Producing aromatics from coal via methanol is a novel technology, which could mitigate the energy shortage in a petroleum-poor area. However, the selectivity of methanol to aromatics is merely 40–70 wt % due to the byproducts of light hydrocarbons. In this paper, three novel designs are proposed to improve the aromatics yield by directly or indirectly converting light hydrocarbons into aromatics. In addition, cofeeding of coal and natural gas is applied in two of the three designs. On the basis of detailed process modeling and simulation, the process designs are assessed by mass balance, technoeconomic, and life cycle analyses. The results show that the aromatics yield is significantly improved by integrating light hydrocarbon conversion units. The CO₂ emissions and water consumption are notably decreased in the two cofeeding designs.

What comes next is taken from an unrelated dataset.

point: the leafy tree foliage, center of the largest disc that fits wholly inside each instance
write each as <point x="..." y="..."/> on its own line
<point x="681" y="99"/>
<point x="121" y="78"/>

In addition, the net present value of the design integrated with steam reforming of C₂– hydrocarbons and aromatization of C₃₊ hydrocarbons is the highest, about 1.9 times as much as that of the nonintegrated design. The cofeeding design integrated with steam reforming of C₂– hydrocarbons and aromatization of C₃₊ hydrocarbons leads to the lowest global warming potential and abiotic depletion potential, only 46.1 and 71.1% of the nonintegrated design, respectively. It implies that a more complex design shows better environmental performances.